L’expert note que la solution proposée par la société Orange a permis de rendre IDMP conforme au protocole informatique «Security assertion markup language» (SAML) tel que décrit par le consortium Liberty Alliance par l’intégration du logiciel LASSO, seule bibliothèque libre certifiée SAML 2.0, qui a été encapsulé dans au moins un des composants de IDMP. Il conclut que IDMP/MSP s’appuie entièrement sur le logiciel LASSO et que deux versions de ce logiciel ont été utilisées.

Ainsi le logiciel LASSO, tel que modifié et incorporé dans la solution proposée par la société Orange, a procuré à celle-ci l’avantage de pouvoir répondre à l’appel d’offre de l’Etat en respectant les pré-requis demandés.

Ce faisant, la société Orange a, sans bourse délier, utilisé le savoir-faire, le travail et les investissements de la société Entr’Ouvert et commis, en conséquence, au préjudice de cette dernière, des actes de parasitisme.

La société Entr’Ouvert sollicite la condamnation de la société Orange à lui verser la somme de 500.000 euros en réparation de son préjudice résultant selon elle d’un manque à gagner, de la perte

d’un avantage concurrentiel et d’un préjudice moral.

Pour autant, comme justement retenu par les premiers juges, elle ne produit aucune pièce comptable ou financière tant pour quantifier les moyens qu’elle a consentis au développement de la bibliothèque LASSO que pour chiffrer son préjudice économique.
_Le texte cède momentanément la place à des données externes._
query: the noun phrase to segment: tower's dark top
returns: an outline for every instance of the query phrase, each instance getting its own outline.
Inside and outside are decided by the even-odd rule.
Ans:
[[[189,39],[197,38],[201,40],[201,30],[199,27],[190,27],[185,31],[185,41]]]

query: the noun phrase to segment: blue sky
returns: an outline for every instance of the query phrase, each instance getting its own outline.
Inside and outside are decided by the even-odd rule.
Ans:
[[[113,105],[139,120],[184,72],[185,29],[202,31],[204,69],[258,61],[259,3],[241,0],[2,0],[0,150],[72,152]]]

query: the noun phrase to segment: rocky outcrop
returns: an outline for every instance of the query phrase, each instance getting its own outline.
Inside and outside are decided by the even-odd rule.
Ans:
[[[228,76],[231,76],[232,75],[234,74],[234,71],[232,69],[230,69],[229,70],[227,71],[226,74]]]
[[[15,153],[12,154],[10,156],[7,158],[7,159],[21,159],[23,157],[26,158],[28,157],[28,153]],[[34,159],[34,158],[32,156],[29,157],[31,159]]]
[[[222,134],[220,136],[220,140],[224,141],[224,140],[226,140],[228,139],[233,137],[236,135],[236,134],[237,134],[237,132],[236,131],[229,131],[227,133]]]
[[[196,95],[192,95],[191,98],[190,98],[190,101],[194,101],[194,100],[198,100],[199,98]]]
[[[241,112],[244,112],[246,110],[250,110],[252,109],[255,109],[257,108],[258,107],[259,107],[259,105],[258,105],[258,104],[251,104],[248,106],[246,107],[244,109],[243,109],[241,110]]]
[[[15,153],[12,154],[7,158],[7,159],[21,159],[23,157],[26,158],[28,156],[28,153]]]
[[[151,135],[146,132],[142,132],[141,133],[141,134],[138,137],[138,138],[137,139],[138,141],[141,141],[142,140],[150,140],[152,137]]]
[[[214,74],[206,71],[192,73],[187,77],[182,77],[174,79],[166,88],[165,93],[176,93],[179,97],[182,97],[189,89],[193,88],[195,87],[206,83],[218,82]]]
Toutefois, les faits de parasitisme ci-dessus décrits opérés par la société Orange pour remporter un marché conséquent avec l’Etat sans aucune reconnaissance ni financière, ni morale du travail et des investissements de la société Entr’Ouvert causent nécessairement à celle-ci un préjudice, économique et moral, dont le principe est incontestable et qui doit être réparé.
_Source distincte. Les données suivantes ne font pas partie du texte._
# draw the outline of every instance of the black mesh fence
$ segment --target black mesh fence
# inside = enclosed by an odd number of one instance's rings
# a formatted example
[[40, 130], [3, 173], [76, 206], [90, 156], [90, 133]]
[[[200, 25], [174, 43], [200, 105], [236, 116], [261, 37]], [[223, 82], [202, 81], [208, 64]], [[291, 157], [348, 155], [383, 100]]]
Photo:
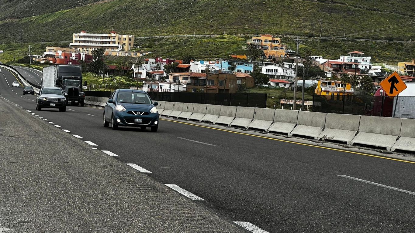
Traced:
[[415, 96], [313, 96], [312, 111], [376, 116], [415, 118]]
[[154, 101], [266, 108], [266, 94], [148, 92]]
Au vu des éléments d’appréciation dont dispose la cour, il sera alloué à la société Entr’Ouvert la somme de 150.000 euros à titre de dommages et intérêts en réparation de son entier préjudice, sans qu’il n’y ait lieu d’ajouter de mesures de publications.
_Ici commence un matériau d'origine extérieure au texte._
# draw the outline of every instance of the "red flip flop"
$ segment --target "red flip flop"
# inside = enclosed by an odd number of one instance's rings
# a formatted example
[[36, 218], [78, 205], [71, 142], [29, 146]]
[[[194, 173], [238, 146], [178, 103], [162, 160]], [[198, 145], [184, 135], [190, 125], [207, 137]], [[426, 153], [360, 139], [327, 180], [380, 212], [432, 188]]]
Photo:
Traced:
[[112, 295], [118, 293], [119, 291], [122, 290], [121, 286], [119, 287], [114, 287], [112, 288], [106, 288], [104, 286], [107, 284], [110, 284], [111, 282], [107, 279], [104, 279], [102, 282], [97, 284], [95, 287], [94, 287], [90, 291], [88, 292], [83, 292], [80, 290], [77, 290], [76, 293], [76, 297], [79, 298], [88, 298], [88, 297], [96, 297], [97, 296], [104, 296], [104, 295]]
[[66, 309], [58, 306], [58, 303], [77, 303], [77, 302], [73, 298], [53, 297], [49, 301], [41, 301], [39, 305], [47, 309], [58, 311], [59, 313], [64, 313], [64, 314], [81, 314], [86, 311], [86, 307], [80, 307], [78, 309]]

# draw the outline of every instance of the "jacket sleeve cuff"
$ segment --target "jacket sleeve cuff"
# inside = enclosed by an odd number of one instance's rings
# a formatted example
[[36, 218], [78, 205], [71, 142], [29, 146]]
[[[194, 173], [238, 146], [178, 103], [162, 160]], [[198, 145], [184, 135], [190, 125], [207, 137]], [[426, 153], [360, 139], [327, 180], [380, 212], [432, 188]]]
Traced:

Le jugement qui a débouté la société Entr’Ouvert de son action fondée sur le parasitisme sera infirmé de ce chef.

Sur les autres demandes

Le sens de l’arrêt conduit à infirmer le jugement sur les dépens et l’application des dispositions de l’article 700 du code de procédure civile. La société Orange sera condamnée aux entiers dépens de première instance et d’appel comprenant les frais de l’expertise judiciaire et à verser à la société Entr’Ouvert une somme de 10.000 euros au titre des frais irrépétibles.

PAR CES MOTIFS

Dit sans objet la demande d’irrecevabilité à agir sur le fondement de la responsabilité contractuelle présentée par les sociétés Orange SA et Orange Business Services,

Confirme le jugement déféré sauf en ce qu’il a débouté la société Entr’Ouvert de ses demandes sur le fondement de la concurrence parasitaire, et en ses condamnations prononcées au titre des dépens et de l’article 700 du code de procédure civile,

Y substituant et y ajoutant,

Condamne la société Orange SA à payer à la société Entr’Ouvert la somme de 150.000 euros pour parasitisme,

Déboute les sociétés Orange SA et Orange Business Services de leurs demandes au titre de l’article 700 du code de procédure civile,

Rejette toutes autres demandes des parties contraires à la motivation,

Condamne la société Orange SA aux dépens de première instance et d’appel, comprenant les frais de l’expertise judiciaire, qui pourront être recouvrés conformément aux dispositions de l’article 699 du code de procédure civile et, vu l’article 700 de ce code, la condamne à payer à la société Entr’Ouvert la somme de 10.000 euros au titre des frais irrépétibles de première instance et d’appel.